Nos llama la oncóloga del hospital porque ha ingresado una
paciente joven con dolor descontrolado y, aún con dosis altas de morfina
intravenosa, le está costando manejarla. El problema es que la paciente quiere
ir a casa y en esas condiciones no es posible darle el alta.
En algunos casos de tan difícil control hemos acudido al
cuarto escalón de la escalera analgésica de la OMS, que se aplica en centros
especializados, en las Unidades del Dolor. Consiste en técnicas de analgesia
como administración de fármacos por vía espinal, bloqueos de nervios
periféricos, bloqueo simpático o neurolítico, técnicas de estimulación
eléctrica, neurocirugía,… Lo dejamos como opción final si los tratamientos
habituales no nos dan resultado.
Tras 24 horas, y varias subidas de dosis acompañadas de
fármacos coadyuvantes, se consigue que la paciente tenga un buen control del
dolor.
Si queremos que vaya a su domicilio deberemos sustituir la
vía intravenosa por un infusor subcutáneo para que ella y/o su familia puedan
manejar dosis de medicación extra si el dolor vuelve a aparecer.
Acudimos al hospital para ponérselo ajustando dosis y, de
paso, conocerla ya. Nos han dicho que vive en un pueblo bastante alejado del
hospital, tiene 49 años, está casada y tiene un hijo de veintitantos años… y, añado,
probablemente le está costando “un” mucho aceptar la situación. La vejez
conlleva el deterioro físico que, generalmente (aunque no siempre) ayuda a la
mente a afrontar estas situaciones dejándose deslizar suavemente hacia el
final, la juventud no.
La habitación de Laura está silenciosa y el sol entra a
raudales por la ventana. Morena, el pelo corto, ojos grandes y húmedos, vuelve
la cara hacia nosotras al entrar. Tumbada en la cama parece agotada. El suero
envuelto en papel de plata, como si de un regalo se tratara, cuelga del palo a
su lado. En la mano un arrugado pañuelo de papel. En la tele colgada de la
pared, allá arriba, varios expertos desglosan el encierro de esta mañana en los
sanfermines. Ambiente de fiesta.
El saludo es distante, casi doloroso, como han sido los
últimos días para ella. Sentada en la cama, intento acercarme a su dolor. Le
toco suavemente la mano pero la retira. Desde su isla interior nos observa
distante y en silencio. Tras unos segundos le preguntó cómo se encuentra. Sonríe
tímidamente mientras dice que sin dolor, por fin! “Eran como puñales que se me
clavaban en las piernas”.
Sabe que el cáncer de pulmón que desde hace medio año ha sido
tratado como un dolor osteomuscular… se ha extendido a sus huesos, sin remedio.
Lo sabe desde hace dos meses, cuando su marido le convenció para que acudiera
al hospital.
Nunca le ha gustado ir al médico, “siempre aparece algo
imprevisto”, por eso aunque es una fumadora empedernida y la tos le ahogaba en
muchas ocasiones, disimulaba y se conformó con lo del dolor muscular hartándose
a tomar antiinflamatorios. “Aun con todo y sabiendo que la culpa es mía, estoy enfadada con el médico. Ahora lo importante es que mejore.”
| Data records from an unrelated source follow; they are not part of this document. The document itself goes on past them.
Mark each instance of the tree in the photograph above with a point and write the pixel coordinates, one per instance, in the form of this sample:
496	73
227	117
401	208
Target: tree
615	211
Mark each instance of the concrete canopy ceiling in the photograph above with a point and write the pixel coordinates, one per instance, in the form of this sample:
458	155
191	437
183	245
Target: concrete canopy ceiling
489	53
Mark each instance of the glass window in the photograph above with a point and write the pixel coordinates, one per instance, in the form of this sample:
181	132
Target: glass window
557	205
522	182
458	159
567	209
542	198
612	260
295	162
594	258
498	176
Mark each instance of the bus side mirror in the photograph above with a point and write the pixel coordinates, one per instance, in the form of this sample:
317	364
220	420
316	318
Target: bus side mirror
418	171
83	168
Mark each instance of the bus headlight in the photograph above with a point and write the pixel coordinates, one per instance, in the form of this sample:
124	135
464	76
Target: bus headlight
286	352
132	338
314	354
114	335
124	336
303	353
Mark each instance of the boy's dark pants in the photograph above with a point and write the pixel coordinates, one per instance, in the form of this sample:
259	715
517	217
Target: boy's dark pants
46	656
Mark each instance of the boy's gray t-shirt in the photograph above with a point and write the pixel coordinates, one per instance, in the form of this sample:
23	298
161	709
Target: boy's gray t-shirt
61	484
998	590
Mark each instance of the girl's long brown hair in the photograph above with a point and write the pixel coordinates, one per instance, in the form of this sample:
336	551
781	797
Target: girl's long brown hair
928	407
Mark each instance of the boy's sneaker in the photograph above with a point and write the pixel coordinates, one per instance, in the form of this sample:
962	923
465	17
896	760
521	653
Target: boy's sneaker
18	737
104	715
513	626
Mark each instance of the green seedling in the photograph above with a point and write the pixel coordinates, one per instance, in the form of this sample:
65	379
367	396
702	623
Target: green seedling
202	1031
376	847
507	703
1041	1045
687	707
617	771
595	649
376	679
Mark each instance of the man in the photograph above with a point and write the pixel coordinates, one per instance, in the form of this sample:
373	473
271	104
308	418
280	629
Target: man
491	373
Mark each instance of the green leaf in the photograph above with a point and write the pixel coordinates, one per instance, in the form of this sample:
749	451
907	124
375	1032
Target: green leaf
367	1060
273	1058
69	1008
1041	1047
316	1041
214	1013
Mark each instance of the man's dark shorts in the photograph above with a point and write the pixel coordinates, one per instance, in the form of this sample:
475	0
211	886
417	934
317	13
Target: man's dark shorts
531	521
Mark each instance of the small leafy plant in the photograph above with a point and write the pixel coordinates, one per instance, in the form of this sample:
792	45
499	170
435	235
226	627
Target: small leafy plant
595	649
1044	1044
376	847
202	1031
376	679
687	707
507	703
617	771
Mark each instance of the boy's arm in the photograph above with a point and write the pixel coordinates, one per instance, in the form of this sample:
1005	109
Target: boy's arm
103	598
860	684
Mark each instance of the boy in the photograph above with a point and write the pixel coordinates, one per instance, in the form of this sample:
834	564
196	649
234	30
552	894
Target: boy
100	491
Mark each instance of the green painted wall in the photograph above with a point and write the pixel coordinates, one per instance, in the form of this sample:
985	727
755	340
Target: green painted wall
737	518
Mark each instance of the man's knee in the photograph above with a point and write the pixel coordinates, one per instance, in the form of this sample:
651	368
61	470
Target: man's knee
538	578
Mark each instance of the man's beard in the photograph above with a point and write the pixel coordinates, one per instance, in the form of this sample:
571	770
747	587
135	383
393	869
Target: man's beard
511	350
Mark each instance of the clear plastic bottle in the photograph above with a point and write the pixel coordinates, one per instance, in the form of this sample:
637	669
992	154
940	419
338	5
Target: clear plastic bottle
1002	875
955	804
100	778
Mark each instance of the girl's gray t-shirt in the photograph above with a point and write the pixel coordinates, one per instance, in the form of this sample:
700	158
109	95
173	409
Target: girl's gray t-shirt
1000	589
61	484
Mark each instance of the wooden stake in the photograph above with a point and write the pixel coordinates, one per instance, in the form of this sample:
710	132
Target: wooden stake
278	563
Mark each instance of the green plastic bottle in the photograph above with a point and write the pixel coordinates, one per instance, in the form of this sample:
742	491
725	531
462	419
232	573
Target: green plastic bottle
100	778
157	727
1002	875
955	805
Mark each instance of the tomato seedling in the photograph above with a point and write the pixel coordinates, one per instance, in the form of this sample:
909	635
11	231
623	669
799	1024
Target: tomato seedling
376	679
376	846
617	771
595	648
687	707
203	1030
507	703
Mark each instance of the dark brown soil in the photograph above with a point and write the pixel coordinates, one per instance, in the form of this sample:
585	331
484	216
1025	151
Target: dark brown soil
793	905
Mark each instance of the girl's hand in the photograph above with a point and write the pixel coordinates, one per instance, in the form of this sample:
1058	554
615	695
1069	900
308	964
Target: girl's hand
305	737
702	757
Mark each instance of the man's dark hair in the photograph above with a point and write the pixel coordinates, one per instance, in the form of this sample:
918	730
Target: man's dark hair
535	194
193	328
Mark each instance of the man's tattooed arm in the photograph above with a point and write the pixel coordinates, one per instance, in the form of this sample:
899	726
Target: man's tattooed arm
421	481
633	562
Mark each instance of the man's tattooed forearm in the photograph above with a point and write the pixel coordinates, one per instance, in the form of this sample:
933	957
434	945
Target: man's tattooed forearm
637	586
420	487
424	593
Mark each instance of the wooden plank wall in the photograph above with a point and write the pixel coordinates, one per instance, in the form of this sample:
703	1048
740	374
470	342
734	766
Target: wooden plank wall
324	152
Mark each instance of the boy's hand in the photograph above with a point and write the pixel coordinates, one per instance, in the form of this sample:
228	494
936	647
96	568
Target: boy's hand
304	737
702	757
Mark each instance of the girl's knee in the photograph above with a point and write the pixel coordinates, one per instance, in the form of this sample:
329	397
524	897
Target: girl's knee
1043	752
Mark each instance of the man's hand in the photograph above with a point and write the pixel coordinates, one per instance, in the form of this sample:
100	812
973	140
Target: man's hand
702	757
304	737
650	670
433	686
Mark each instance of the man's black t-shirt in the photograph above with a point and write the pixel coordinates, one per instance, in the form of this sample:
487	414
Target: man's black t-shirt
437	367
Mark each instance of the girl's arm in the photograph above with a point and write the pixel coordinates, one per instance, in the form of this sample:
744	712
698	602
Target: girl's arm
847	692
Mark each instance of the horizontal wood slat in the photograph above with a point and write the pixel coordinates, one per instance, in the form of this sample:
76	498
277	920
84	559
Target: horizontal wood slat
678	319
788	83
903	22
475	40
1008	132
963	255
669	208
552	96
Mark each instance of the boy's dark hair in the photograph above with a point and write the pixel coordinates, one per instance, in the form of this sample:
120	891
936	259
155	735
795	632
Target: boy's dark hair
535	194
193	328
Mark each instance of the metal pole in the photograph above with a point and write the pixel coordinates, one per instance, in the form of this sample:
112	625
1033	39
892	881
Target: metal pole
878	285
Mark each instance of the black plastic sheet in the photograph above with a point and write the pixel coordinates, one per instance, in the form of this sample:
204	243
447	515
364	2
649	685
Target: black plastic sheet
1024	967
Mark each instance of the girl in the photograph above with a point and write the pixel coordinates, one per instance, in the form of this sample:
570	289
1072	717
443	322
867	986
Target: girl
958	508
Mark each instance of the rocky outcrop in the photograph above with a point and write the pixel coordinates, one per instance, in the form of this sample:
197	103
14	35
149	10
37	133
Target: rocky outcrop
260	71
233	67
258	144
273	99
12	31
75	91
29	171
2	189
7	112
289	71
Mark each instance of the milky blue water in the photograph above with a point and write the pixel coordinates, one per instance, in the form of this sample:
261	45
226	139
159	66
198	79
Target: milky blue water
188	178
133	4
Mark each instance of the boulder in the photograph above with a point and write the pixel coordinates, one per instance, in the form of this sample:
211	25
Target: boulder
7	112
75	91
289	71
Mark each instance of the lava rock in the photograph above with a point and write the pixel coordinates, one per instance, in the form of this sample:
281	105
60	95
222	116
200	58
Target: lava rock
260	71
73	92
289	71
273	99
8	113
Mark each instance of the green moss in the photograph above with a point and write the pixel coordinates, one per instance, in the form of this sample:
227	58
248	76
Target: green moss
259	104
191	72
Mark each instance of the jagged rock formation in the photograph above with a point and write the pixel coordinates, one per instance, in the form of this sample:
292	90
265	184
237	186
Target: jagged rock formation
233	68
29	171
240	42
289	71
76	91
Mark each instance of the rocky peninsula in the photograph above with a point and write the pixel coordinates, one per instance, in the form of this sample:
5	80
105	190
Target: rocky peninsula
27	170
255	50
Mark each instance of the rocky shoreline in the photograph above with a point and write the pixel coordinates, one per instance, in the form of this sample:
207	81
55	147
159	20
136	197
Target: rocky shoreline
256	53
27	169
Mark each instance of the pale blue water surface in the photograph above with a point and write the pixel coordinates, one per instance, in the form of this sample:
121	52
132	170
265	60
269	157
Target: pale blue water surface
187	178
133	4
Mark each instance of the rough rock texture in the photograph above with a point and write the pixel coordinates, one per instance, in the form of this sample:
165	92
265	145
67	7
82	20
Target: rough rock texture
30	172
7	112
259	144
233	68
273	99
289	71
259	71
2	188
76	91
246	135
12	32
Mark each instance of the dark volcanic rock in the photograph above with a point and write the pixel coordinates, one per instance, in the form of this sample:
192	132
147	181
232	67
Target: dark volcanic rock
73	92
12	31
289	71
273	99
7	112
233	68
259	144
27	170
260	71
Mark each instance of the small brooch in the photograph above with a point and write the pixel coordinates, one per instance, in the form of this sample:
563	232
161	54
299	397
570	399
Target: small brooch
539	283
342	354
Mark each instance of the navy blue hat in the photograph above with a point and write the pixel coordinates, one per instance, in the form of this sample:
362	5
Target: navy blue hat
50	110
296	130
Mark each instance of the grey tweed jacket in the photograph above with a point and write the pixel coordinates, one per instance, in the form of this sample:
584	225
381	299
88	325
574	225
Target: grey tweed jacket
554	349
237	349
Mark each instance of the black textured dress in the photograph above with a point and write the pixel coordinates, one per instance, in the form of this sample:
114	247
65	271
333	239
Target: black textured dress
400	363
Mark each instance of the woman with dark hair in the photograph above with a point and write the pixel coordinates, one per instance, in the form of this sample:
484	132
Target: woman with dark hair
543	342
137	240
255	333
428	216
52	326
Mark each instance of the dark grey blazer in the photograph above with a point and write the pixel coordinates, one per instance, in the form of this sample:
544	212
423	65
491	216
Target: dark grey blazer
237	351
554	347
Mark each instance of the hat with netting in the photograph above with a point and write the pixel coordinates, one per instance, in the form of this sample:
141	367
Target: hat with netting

Llora y ríe casi al mismo tiempo, la rabia y la tristeza se le apoderan y al
instante siguiente, incapaz de aceptar todavía el diagnóstico y el poco tiempo
que queda, abraza la esperanza como si fuera una nube de algodón. Como una
niña, sueña con despertar de esta pesadilla. Pareciera que se siente bien con tanta gente
alrededor preocupada por ella, poniendo y quitando agujas, esparadrapos y otros
accesorios.
Recuerdo una ocasión en la que una paciente me dijo: “Daría
lo que fuera por cambiarnos, por estar en tu lugar ahí sentada en mi cama y tú
en el mío. Por tus piernas, por tu cara, por el pelo, por tus andares, por las
manos, por tus ojos, por lo que no conozco, por ti entera. No quiero saber qué problemas tienes… me
quedaría con todos, sean los que sean”.